La burqa de la discorde
Qu’il scandalise ou amuse les musulmans de France, en majorité laïcs et sans fichus, le grand paradoxe français en matière d’islam n’est pas près d’arrêter de faire des vagues. Le pays européen qui a le mieux structuré sa composante musulmane (Conseil français du culte musulman, lieux de prières, formation des imams) reste en effet celui qui a le plus maille à partir avec les signes visibles de l’islam. En Belgique, par exemple, le ministère de la Justice a récemment encouragé ses agents à porter le foulard… Dans l’Hexagone, on débat sur l’interdiction du voile intégral.
Bien sûr, la burqa – ou le niqab – est au voile classique ce que le string est à la culotte moderne : sa version exagérée. Et il y a fort à parier que le foulard se banalisera si la burqa continue à faire débat ; bref, que le hidjab finira par devenir acceptable par rapport à l’inacceptable niqab. Quoi qu’il en soit, les travaux de la mission d’information parlementaire, mise en place depuis juillet pour éclairer les députés français sur ce sujet polémique, commencent à montrer les limites d’une quelconque action législative.
Si la préservation de l’école a servi d’argument essentiel pour interdire le foulard en milieu scolaire, en 2004, que faut-il désormais invoquer pour prohiber une burqa portée dans la rue par des femmes majeures et éduquées ? Un refus d’émancipation par manque de discernement ? Une remise en question de l’égalité des sexes ? Une atteinte à la liberté des femmes ? Non, rétorquent les intéressées, qui déclarent assumer leur choix et vivre à leur guise. Elles assurent que le musulman macho n’existe pas. À leurs yeux, la dignité équivaut à la décence. Et les plus érudites affirment que, dans le temps, seules les esclaves et les femmes de petite condition étaient autorisées à ne pas se voiler, jamais les femmes « dignes ».
Les « emburqanées », comme on pourrait les appeler, ont également réponse à l’accusation de « trouble à l’ordre public » : en quoi le voile pourrait-il générer le désordre alors qu’elles se veulent l’exemple même du respect de la « morale » ? On peut leur rétorquer que la burqa attire plus l’attention qu’elle ne dissimule. Elles vous répliquent que les passants n’ont qu’à baisser les yeux. Et que la diversité culturelle défendue par la France ne devrait pas être qu’une vue de l’esprit… La diversité culturelle, ça vous habille une femme, et de la tête aux pieds s’il le faut !

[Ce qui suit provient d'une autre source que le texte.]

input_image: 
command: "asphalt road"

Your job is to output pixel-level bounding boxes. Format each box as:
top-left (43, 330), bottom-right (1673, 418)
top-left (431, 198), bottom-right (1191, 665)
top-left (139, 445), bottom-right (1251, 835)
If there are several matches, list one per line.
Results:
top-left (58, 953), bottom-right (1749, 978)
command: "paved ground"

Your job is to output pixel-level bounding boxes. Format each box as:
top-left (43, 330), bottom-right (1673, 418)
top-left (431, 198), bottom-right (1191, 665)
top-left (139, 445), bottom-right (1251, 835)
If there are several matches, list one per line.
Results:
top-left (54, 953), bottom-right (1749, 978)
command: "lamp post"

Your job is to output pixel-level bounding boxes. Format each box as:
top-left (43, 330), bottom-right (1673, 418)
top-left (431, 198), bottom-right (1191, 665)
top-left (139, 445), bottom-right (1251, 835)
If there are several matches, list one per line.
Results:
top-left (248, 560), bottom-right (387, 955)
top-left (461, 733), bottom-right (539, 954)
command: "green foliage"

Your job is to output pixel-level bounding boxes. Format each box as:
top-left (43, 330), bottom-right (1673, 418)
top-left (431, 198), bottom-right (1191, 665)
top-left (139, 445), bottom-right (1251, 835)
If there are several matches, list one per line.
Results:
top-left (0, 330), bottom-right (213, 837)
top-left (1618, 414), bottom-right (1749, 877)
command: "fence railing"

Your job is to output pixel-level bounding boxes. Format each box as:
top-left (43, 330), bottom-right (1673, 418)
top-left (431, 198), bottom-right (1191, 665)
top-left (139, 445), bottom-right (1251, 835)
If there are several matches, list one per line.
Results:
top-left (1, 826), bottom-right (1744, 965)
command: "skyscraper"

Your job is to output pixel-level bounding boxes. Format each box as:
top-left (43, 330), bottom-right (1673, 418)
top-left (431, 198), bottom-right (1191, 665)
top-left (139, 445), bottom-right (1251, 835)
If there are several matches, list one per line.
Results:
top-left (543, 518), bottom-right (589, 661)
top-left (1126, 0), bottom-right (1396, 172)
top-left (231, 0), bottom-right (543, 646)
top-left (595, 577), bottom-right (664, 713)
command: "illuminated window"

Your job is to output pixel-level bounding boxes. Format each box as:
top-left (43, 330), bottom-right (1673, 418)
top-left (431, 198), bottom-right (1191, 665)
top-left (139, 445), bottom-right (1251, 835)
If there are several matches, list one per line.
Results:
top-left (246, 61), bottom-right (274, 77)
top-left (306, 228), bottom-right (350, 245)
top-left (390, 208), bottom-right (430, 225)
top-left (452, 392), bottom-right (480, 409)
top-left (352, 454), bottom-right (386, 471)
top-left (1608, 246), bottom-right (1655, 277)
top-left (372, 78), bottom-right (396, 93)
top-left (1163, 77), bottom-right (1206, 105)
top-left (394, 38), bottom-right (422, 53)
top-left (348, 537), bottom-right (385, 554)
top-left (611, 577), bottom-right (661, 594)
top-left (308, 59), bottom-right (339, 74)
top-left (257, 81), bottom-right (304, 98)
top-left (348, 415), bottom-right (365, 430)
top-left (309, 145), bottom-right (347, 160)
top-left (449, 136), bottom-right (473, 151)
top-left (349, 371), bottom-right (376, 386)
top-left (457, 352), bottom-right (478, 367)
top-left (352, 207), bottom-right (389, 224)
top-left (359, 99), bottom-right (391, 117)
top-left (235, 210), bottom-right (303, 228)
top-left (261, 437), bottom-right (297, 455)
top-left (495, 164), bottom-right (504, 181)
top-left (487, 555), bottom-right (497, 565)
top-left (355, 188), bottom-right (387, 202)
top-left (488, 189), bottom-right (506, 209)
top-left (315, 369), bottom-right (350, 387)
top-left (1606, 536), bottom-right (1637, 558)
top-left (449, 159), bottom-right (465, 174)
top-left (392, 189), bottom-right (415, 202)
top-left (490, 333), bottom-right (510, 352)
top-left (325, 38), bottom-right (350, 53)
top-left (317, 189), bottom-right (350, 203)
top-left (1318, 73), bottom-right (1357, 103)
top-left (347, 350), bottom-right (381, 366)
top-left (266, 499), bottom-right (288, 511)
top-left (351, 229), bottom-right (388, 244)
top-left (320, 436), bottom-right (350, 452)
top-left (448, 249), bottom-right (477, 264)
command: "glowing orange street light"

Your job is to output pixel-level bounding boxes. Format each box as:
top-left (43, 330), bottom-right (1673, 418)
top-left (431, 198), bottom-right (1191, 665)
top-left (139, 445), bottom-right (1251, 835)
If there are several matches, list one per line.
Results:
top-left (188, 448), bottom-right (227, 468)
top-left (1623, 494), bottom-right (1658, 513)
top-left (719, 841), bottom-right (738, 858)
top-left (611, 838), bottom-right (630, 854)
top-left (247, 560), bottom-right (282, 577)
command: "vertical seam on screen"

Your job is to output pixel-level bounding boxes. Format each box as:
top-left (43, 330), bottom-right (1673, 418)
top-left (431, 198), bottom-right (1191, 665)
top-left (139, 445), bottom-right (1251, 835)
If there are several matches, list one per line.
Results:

Il reste bien le terrain religieux, le plus glissant pour étayer une interdiction. Mais est-ce à la République française de se substituer aux ulémas ? Bien sûr que non… En définitive, il n’y a qu’une seule solution : poursuivre l’approche typiquement paradoxale de la France, recourir clairement aux mots « assimilation républicaine » et prêcher un « féminisme à la française »…
Il y a cependant un argument de poids que les « envoilées » ne peuvent contester : la sécurité. On ne sait jamais qui se cache sous une burqa. Mais si on interdit cette dernière, comment punir les récalcitrantes ? Verbaliser ? Organiser des rafles ? Les enfermer chez elles ? Les mettre dans des charters à destination des pays musulmans ? Voilà la vraie galère dans laquelle le législateur français risque de se retrouver, s’il cède à sa manie de légiférer à tout prix.